General Chemical Corp. v. Department of Environmental Quality Engineering

474 N.E.2d 183, 19 Mass. App. Ct. 287, 1985 Mass. App. LEXIS 1501
CourtMassachusetts Appeals Court
DecidedJanuary 31, 1985
StatusPublished
Cited by12 cases

This text of 474 N.E.2d 183 (General Chemical Corp. v. Department of Environmental Quality Engineering) is published on Counsel Stack Legal Research, covering Massachusetts Appeals Court primary law. Counsel Stack provides free access to over 12 million legal documents including statutes, case law, regulations, and constitutions.

Bluebook
General Chemical Corp. v. Department of Environmental Quality Engineering, 474 N.E.2d 183, 19 Mass. App. Ct. 287, 1985 Mass. App. LEXIS 1501 (Mass. Ct. App. 1985).

Opinion

Armstrong, J.

General Chemical Corporation (General Chemical) appeals from a judgment in the Superior Court dismissing its complaint for lack of subject matter jurisdiction and for failure to state a claim upon which relief can be granted. In its complaint, General Chemical sought judicial review of a determination by the Commissioner of Environmental Quality Engineering (department) that records submitted by General Chemical to the department may be disclosed under the Massachusetts public records law, G. L. c. 66, § 10.

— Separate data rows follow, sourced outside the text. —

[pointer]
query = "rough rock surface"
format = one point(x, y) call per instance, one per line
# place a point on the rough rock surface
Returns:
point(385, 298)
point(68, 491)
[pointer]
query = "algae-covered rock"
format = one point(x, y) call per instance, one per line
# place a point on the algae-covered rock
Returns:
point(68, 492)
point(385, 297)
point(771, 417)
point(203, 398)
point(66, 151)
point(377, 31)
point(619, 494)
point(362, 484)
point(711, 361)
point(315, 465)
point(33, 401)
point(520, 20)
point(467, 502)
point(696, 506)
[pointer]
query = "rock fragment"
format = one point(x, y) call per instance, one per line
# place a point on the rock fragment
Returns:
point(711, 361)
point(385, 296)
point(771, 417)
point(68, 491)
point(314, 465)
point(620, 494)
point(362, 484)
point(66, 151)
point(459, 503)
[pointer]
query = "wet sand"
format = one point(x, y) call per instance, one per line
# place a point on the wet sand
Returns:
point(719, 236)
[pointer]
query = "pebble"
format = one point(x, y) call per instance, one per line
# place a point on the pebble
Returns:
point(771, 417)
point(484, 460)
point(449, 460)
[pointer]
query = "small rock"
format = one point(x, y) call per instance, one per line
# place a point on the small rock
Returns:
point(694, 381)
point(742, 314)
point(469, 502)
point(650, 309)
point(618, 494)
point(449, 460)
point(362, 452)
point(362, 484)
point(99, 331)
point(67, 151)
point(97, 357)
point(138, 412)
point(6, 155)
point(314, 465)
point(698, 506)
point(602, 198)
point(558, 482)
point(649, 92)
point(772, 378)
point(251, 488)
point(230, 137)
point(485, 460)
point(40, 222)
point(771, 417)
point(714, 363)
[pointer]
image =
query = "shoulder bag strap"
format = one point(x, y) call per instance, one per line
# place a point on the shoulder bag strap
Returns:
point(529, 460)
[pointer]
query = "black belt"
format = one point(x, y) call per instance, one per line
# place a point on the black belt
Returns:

General Chemical is a hazardous waste facility, as defined in G. L. c. 21C, and therefore its operations are regulated by the department. The department’s regulations require General Chemical to submit monthly and annual reports on its activities. In accordance with G. L. c. 21C, § 12, General Chemical requested that these reports be kept confidential and not be disclosed under the public records law. When a newspaper reporter filed a request under that law to inspect the General Chemical monthly reports, the department informed General Chemical of the request and asked that it submit written arguments in support of its position that its reports contained trade secrets and thus were entitled to confidentiality under G. L. c. 21C, § 12. General Chemical did submit such arguments, and [289]*289it later met, informally, with representatives of the department to discuss the matter. The department subsequently issued an exhaustive written decision concluding that neither the monthly nor annual reports contained trade secrets and were thus subject to disclosure. General Chemical’s effort to obtain judicial review of that decision met with the fate recounted above.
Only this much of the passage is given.